Compile-time Base class pointer offset to Derive class

Compile-time Base class pointer offset to Derive class - c++

class Base1 {
int x;
};
class Base2 {
int y;
};
class Derive : public Base1, public Base2 {
public:
enum {
PTR_OFFSET = ((int) (Base2*)(Derive*)1) - 1,
};
};
But the compiler complains
expected constant expression
Everyone knows that the expression values 4 except the compiler, what goes wrong?
How, then, to get the offset at compile time?
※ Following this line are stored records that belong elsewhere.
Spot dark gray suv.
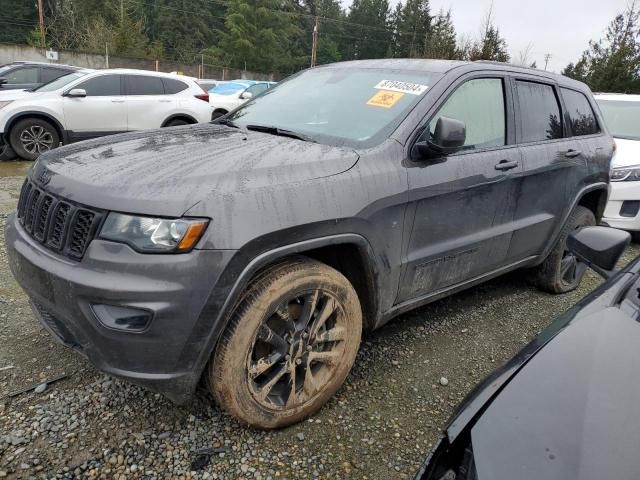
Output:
[6,60,614,428]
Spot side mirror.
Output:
[567,227,631,278]
[66,88,87,98]
[413,117,467,158]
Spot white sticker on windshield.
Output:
[373,80,429,95]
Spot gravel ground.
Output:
[0,163,640,479]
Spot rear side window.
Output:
[42,68,71,83]
[4,67,40,84]
[560,88,600,136]
[74,75,122,97]
[429,78,505,150]
[162,78,189,94]
[516,80,562,143]
[126,75,164,95]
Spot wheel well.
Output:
[578,189,607,222]
[5,113,67,144]
[298,243,376,330]
[162,114,198,127]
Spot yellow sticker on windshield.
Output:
[367,90,404,108]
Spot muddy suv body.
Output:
[5,60,613,427]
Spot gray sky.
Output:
[344,0,627,72]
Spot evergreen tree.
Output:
[424,10,460,60]
[396,0,431,58]
[206,0,308,72]
[342,0,392,59]
[563,2,640,93]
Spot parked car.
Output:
[197,79,227,92]
[0,69,211,160]
[5,59,613,428]
[596,93,640,241]
[0,62,80,92]
[209,80,275,120]
[415,227,640,480]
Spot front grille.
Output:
[18,179,104,260]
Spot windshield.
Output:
[34,72,88,92]
[598,100,640,140]
[228,67,440,148]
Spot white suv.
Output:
[595,93,640,237]
[0,69,212,160]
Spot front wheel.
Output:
[532,205,596,293]
[208,257,362,428]
[9,118,60,160]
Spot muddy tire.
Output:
[531,205,596,293]
[9,118,60,160]
[207,257,362,429]
[0,143,16,162]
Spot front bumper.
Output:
[5,215,235,403]
[602,182,640,231]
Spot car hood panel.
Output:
[31,124,358,216]
[471,307,640,480]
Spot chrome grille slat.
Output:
[18,180,104,260]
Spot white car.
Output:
[595,94,640,241]
[209,80,275,120]
[0,69,212,160]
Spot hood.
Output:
[471,307,640,480]
[611,138,640,168]
[31,124,358,217]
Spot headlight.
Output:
[100,212,209,253]
[610,165,640,182]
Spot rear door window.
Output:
[74,75,122,97]
[560,88,600,136]
[126,75,164,95]
[4,67,40,84]
[42,68,71,83]
[516,80,563,143]
[429,78,506,150]
[162,78,189,94]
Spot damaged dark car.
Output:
[5,60,614,428]
[415,227,640,480]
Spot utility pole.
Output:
[311,15,320,67]
[38,0,47,48]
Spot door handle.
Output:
[493,160,518,170]
[564,148,582,158]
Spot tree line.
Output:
[0,0,640,93]
[0,0,509,74]
[562,1,640,94]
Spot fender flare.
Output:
[194,233,380,374]
[4,110,69,145]
[160,113,198,128]
[535,182,610,265]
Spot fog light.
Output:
[91,304,153,332]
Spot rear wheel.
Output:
[0,143,16,162]
[9,118,60,160]
[532,205,596,293]
[211,110,227,121]
[208,258,362,428]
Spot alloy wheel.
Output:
[20,125,53,154]
[247,290,347,410]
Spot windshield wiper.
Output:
[246,125,318,143]
[216,117,240,129]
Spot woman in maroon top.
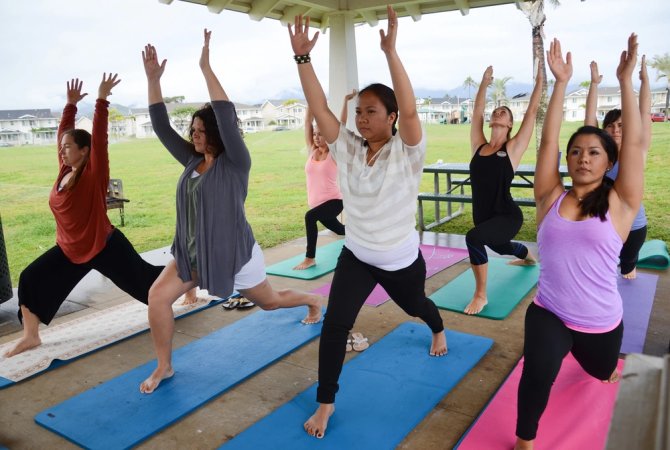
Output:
[4,74,163,357]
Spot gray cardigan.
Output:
[149,101,255,298]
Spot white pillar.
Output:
[328,11,359,130]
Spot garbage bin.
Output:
[0,216,13,303]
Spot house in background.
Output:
[0,109,59,146]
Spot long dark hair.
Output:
[358,83,398,136]
[566,125,619,222]
[59,128,91,190]
[188,103,225,158]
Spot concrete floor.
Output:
[0,232,670,450]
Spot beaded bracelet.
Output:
[293,53,312,64]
Addressing the immediate compiler error you are seeing in the supplied code, (Base2*)(Derive*)1 will most likely become reinterpret_casts when compiled, and that as DyP wrote as a comment to the question is not a constant expression which is required for enumeration initialization. Some compilers, notably GCC are not as strict on this point and will allow for reinterpret_cast in constant expressions even though it is forbidden by the standard (for further discussion of this see the comments for this GCC bug http://gcc.gnu.org/bugzilla/show_bug.cgi?id=49171 and Constexpr pointer value).
The broader question of identifying at compile time what the layout of an object is and the offsets to its various members is a tricky one without a well-defined answer. The standard give implementers a lot of latitude to pad/pack an object's fields, usually out of alignment considerations (for a good summary see http://www.altdevblogaday.com/2013/05/03/cc-low-level-curriculum-part-11-inheritance/). While the relative ordering of an object's field must be maintained, int y in an instance of Derived need not be at an offset of sizeof(x) from the start of the instance of Derived; the answer is compiler and target architecture dependent.
All of that being said, this sort of structure layout information is determined at compile time and at least on some compilers is made accessible (even if not in portable, standards compliant ways). In the answer to this question, C++ Compile-Time offsetof inside a template, Jesse Good provides some code that on GCC at least will allow one to determine field offsets within a type at compile time. This code will unfortunately not provide the correct offsets for base class members.
A good solution to your problem awaits implementation of compile time reflection support in C++, something for which there is ongoing work as part of a standards working group: https://groups.google.com/a/isocpp.org/forum/#!forum/reflection .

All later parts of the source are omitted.